The present invention relates to a thin film semiconductor device having an active region formed in an amorphous semiconductor layer containing microcrystalline phases.
Conventionally, crystalline silicon has typically been used for the fabrication of semiconductor devices. However, since the use of crystalline silicon requires a single crystal silicon wafer as a substrate, the manufacturing cost thereof is high and complicated manufacturing steps are necessary.
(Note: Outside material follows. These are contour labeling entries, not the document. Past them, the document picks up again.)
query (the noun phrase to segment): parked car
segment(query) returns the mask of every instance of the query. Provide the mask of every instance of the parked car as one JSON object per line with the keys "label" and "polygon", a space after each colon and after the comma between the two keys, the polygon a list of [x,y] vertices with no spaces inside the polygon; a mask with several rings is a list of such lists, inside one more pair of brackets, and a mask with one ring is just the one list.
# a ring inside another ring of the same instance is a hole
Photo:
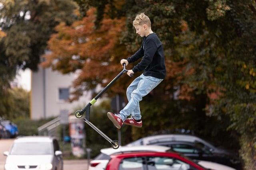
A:
{"label": "parked car", "polygon": [[6,130],[4,126],[0,124],[0,139],[5,138]]}
{"label": "parked car", "polygon": [[111,158],[106,170],[206,170],[174,152],[136,152],[113,155]]}
{"label": "parked car", "polygon": [[105,170],[108,162],[110,159],[110,156],[118,153],[130,153],[135,151],[166,152],[170,148],[162,146],[135,146],[134,147],[120,146],[118,149],[112,148],[100,150],[101,153],[95,157],[90,163],[89,170]]}
{"label": "parked car", "polygon": [[[120,153],[133,153],[138,152],[169,152],[169,147],[157,145],[142,145],[132,147],[121,146],[118,149],[112,148],[106,148],[100,150],[101,153],[90,163],[88,170],[105,170],[111,156]],[[235,169],[214,162],[193,160],[194,162],[206,168],[216,170],[236,170]]]}
{"label": "parked car", "polygon": [[211,162],[206,161],[205,160],[195,161],[194,162],[197,163],[201,166],[210,169],[214,169],[216,170],[236,170],[236,169],[230,167],[222,164],[218,163],[212,162]]}
{"label": "parked car", "polygon": [[176,152],[182,153],[193,159],[213,162],[242,169],[238,156],[214,146],[196,136],[188,135],[161,135],[140,139],[126,146],[157,145],[170,147]]}
{"label": "parked car", "polygon": [[18,134],[17,125],[9,120],[2,120],[1,124],[4,127],[6,132],[6,138],[14,138]]}
{"label": "parked car", "polygon": [[62,152],[57,140],[49,137],[28,136],[15,139],[7,156],[5,170],[35,168],[63,170]]}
On the other hand, a manufacturing process for a semiconductor device using, for example, glow discharge decomposition of hydrogenated amorphous silicon (a-Si:H) requires simpler manufacturing steps than for a similar semiconductor device using single crystal or polycrystalline silicon, and thus the manufacturing cost can be substantially reduced compared with a crystalline device. Recently, it has become possible to form a film of a-Si:H containing microcrystals of a size on the order of 50 .ANG. to 200 .ANG. by increasing the glow discharge power. Such an a-Si:H film containing microcrystals exhibits a smaller optical absorption coefficient and higher doping efficiency than an ordinary a-Si:H film. Therefore, if such an a-Si:H film is used as a window layer in a solar cell, for example, it would appear that a high performance solar cell might be obtainable. However, it has been found that the output current of a solar cell employing an a-Si:H film containing microcrystals is reduced by carrier trapping in the vicinity of the interface between the layer containing microcrystals and the a-Si:H film due to structural misalignment at the interface.
An object of the present invention is thus to provide a thin film semiconductor device which suffers no misalignment between a semiconductor layer containing a microcrystalline phase and an adjacent layer having no such phase in the vicinity of the interface therebetween, while retaining the merits of a device having a microcrystalline phase.